I have been making files within versions of my PCL git repository and adjusting the CMakeList.txt for the subdirectory to sneakily compile my custom programs. This is a safe way to avoid library linking issues, as PCL has a plethora of headers and many wonderful functions across its many files.

However, this is a guide for a cleaner way to build small stand-alone projects that use PCL libraries.

First make some directory to house your project

mkdir pcl_project

Steal your favorite example or code snippet from PCL and save it in your project root directory.
Edit the name to match the project directory name. (pcl_project.cpp)

Then create a CMakeLists.txt in your project directory that looks like the following:

cmake_minimum_required(VERSION 2.6 FATAL_ERROR)

project(pcl_project)

find_package(PCL 1.3 REQUIRED)

include_directories(${PCL_INCLUDE_DIRS})
link_directories(${PCL_LIBRARY_DIRS})
add_definitions(${PCL_DEFINITIONS})

add_executable (pcl_project pcl_project.cpp)
target_link_libraries (pcl_project ${PCL_LIBRARIES})

The tricky part is target_link_libraries which seem to take pre-defined variables. In general, this usually follows the directory hierarchy of PCL, for example ${PCL_LIBRARIES} ${PCL_VLP_VIEWER} ${PCL_IO} ${PCL_COMMON} ${PCL_VISUALIZATION} etc. See this link for PCL’s official guide on this.
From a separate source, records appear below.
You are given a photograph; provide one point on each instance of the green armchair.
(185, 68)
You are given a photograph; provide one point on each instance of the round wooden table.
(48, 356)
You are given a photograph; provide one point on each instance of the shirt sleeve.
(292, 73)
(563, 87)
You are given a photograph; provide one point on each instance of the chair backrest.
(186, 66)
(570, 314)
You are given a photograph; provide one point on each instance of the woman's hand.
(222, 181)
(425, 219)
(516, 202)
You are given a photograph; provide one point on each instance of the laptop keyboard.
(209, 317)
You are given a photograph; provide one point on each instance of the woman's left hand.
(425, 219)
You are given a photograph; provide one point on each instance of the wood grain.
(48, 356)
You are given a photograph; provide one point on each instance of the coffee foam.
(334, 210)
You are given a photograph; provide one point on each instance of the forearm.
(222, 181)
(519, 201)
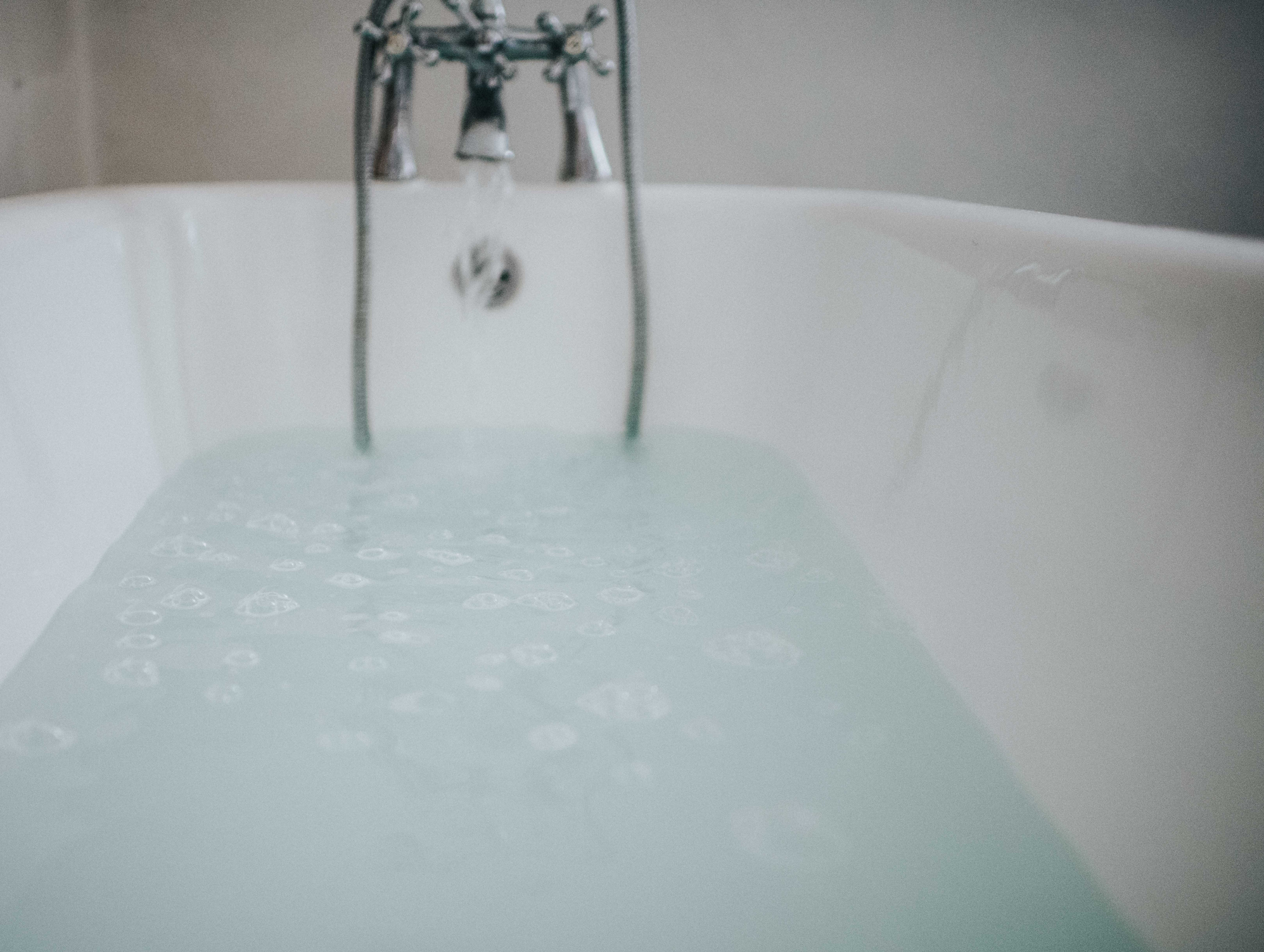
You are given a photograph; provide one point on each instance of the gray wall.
(1135, 110)
(46, 130)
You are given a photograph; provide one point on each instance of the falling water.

Then just create a build directory, cd into there and let cmake do its magic.

$mkdir build
$cd build
$cmake ..

You should now have a Makfile which will compile your program and link against the right PCL libraries.

make

After which you smile when you see:

[100%] Building CXX object CMakeFiles/pcl_project.dir/pcl_project.cpp.o
Linking CXX executable pcl_project
[100%] Built target pcl_project

Now, if you run into issues where a certain header file cannot be found (for example, for some odd reason my compiler kept saying vlp_grabber.h does not exist while hdl_grabber.h does, even though they were in the same folder!), you need to realize that in your stand-alone project you are not actually linking to the libraries located in the pcl-trunk git repository. Instead, you are linking to header files stored in /usr/local/include/pcl-1.8/pcl/. Therefore, if you cannot link to header files or “new” header files, make sure you go back to you pcl-trunk git repo and

$make clean
$sudo make -j8 install

This will store all the headers in /usr/local/include/pcl-1.8/pcl/
By the way, the -j8 just uses all 8 logical cores to thread through the compiling faster, which, even then, takes 15 minutes.

Now you can make Stand-Alone Projects for quick and dirty testing!